I should have done a test mortise because, as often happens, the first one is a bit wonky. It’s not quite lined up laterally, and I can tell the rake is off by a few degrees. Not just by eye, but also because it’s the only mortise that had any blowout on the top face. While I can fill in the chipping (and might even paint the top), there is not much I can do about the angle. Luckily, it’s the back right leg, so I won’t see it day to day.
So that means it’s just about time to make the legs. Shaping the tenons without a lathe will be one challenge, but before that, I’ve got to rip down the legs. By hand. Out of 8/4 air dried red oak. At least it will be a workout.

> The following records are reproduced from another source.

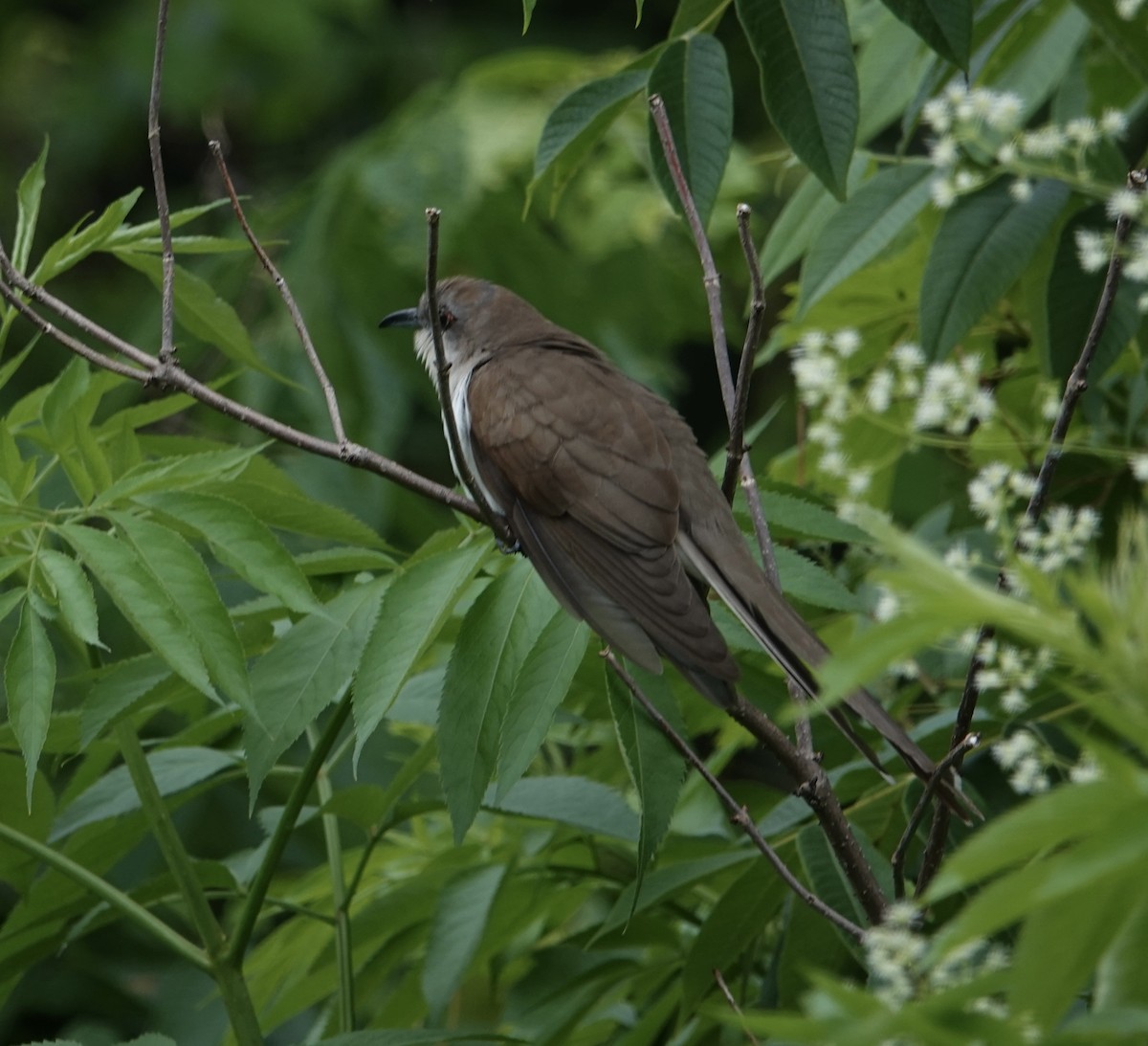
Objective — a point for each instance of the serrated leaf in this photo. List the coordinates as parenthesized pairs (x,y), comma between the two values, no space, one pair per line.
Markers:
(173,769)
(865,225)
(30,679)
(456,931)
(309,667)
(584,804)
(239,541)
(808,79)
(78,243)
(945,25)
(200,310)
(413,611)
(655,768)
(693,78)
(803,579)
(495,636)
(192,591)
(29,194)
(982,247)
(74,595)
(803,218)
(142,599)
(539,689)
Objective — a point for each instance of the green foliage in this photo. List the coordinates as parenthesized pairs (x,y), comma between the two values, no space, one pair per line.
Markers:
(257,754)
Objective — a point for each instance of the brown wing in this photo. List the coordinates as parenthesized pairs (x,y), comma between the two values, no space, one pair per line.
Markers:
(594,500)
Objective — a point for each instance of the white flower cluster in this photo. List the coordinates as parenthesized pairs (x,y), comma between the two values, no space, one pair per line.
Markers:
(952,397)
(994,490)
(1021,754)
(969,120)
(1011,671)
(1061,536)
(895,951)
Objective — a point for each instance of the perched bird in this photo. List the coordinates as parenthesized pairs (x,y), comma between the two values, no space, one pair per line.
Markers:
(607,490)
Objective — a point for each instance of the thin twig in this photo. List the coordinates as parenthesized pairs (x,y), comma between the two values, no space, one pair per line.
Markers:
(918,812)
(167,315)
(304,337)
(176,378)
(711,279)
(1073,389)
(497,522)
(739,814)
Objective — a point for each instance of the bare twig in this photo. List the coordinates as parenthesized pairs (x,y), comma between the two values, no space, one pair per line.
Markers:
(487,513)
(739,814)
(304,337)
(918,812)
(723,988)
(167,315)
(1073,389)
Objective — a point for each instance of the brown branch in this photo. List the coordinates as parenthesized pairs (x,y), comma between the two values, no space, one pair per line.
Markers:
(167,314)
(739,814)
(1073,389)
(487,513)
(304,337)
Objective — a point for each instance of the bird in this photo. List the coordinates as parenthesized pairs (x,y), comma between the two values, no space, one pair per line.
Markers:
(606,489)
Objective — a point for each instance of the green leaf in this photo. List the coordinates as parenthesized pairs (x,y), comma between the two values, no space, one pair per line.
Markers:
(693,78)
(310,667)
(74,595)
(28,208)
(414,609)
(192,591)
(982,247)
(239,541)
(495,636)
(584,804)
(78,243)
(200,309)
(1071,300)
(577,124)
(945,25)
(456,931)
(805,580)
(30,679)
(864,228)
(655,768)
(175,769)
(143,599)
(808,80)
(539,689)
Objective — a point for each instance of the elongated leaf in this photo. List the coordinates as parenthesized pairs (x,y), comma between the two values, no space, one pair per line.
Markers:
(945,25)
(30,679)
(114,793)
(693,78)
(865,225)
(74,593)
(493,642)
(80,242)
(655,768)
(577,802)
(142,599)
(239,541)
(188,582)
(309,667)
(200,309)
(456,931)
(539,689)
(28,208)
(413,610)
(808,80)
(982,246)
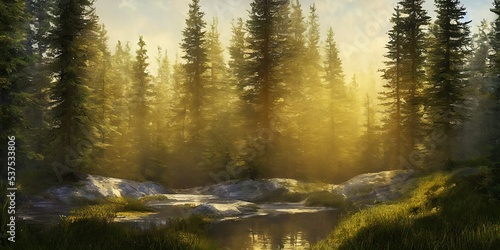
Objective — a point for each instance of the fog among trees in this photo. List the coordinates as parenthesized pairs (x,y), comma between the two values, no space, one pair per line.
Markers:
(278,105)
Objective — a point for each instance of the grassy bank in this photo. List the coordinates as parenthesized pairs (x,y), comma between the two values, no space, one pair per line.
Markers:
(443,212)
(90,227)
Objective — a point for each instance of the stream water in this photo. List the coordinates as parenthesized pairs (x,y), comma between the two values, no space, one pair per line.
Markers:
(277,231)
(271,226)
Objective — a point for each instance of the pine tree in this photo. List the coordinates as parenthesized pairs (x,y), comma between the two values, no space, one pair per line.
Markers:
(447,76)
(404,74)
(268,48)
(495,78)
(220,99)
(161,126)
(73,131)
(334,80)
(41,22)
(237,53)
(478,132)
(141,108)
(13,60)
(494,38)
(195,55)
(102,99)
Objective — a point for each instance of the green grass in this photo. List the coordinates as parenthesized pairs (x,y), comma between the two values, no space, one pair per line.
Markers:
(326,199)
(441,213)
(90,227)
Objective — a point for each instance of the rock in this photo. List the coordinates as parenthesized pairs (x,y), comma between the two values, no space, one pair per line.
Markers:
(372,188)
(95,187)
(260,190)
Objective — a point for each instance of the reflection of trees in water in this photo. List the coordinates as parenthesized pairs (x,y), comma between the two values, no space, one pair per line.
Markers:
(283,231)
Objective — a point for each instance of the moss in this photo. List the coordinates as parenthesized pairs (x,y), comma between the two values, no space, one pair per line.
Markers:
(441,213)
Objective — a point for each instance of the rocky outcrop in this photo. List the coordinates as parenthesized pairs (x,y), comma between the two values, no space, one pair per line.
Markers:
(368,189)
(95,187)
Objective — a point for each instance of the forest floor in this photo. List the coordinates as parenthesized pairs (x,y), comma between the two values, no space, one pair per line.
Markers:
(446,210)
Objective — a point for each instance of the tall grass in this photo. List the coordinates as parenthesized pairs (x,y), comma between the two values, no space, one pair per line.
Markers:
(442,213)
(90,227)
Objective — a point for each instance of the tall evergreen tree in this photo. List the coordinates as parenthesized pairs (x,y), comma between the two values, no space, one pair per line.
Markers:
(13,60)
(141,108)
(334,80)
(405,77)
(495,78)
(38,46)
(268,46)
(447,77)
(237,53)
(73,131)
(195,56)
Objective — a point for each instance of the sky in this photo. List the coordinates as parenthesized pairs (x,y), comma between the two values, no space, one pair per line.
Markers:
(360,26)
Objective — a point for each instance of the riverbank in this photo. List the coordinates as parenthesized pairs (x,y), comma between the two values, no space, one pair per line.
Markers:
(447,210)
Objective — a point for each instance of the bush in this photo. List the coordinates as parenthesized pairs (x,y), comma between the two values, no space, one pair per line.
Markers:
(442,213)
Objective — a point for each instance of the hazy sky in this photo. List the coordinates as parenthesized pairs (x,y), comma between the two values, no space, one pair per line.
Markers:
(360,26)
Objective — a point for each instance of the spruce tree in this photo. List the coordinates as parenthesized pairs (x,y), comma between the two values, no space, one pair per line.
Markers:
(38,47)
(141,108)
(404,74)
(334,80)
(237,53)
(447,77)
(73,131)
(195,56)
(13,60)
(268,48)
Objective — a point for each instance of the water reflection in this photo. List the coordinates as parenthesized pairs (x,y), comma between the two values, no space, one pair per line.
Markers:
(280,231)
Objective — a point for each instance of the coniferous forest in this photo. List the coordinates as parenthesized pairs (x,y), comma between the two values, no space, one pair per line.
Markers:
(273,101)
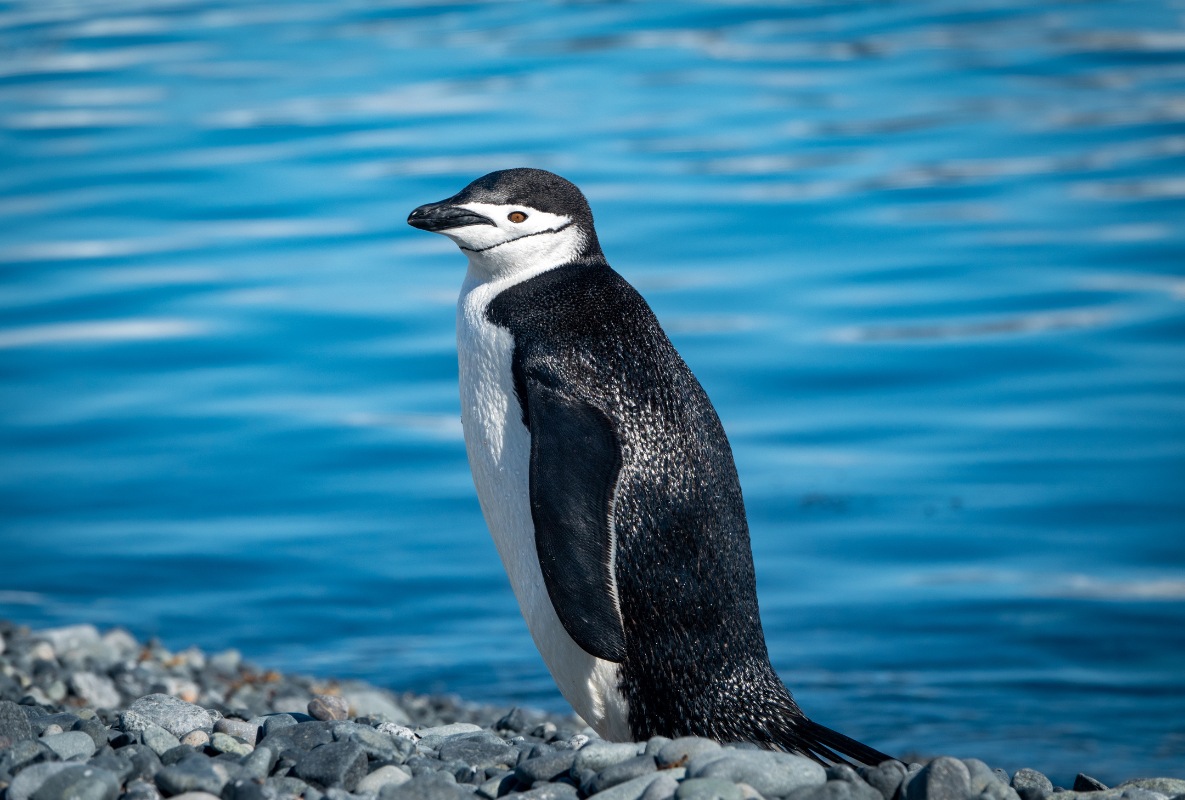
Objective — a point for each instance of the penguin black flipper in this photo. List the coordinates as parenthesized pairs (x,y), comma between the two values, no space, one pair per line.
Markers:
(826,746)
(575,461)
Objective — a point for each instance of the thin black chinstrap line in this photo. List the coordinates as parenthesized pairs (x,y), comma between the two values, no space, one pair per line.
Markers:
(549,230)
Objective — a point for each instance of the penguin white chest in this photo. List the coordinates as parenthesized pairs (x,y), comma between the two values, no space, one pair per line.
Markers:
(499,448)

Speaking of wishful thinking, it would have been great to know about the Roman Workbench form when I first started woodworking five years ago. This seems like the perfect workbench for getting started in an apartment with a limited set of hand tools. It’s easy to make and straightforward. Hell, you could probably even make the top from a single sheet of 3/4″ plywood ripped four times down the length.
Plus, with an extra cleat on the underside, a Roman Workbench could also go up on saw horses and act like a Japanese-style workbench for added flexibility. And flexibility is the key to apartment woodworking, in my experience.
Oh well, coulda, woulda, shoulda, right?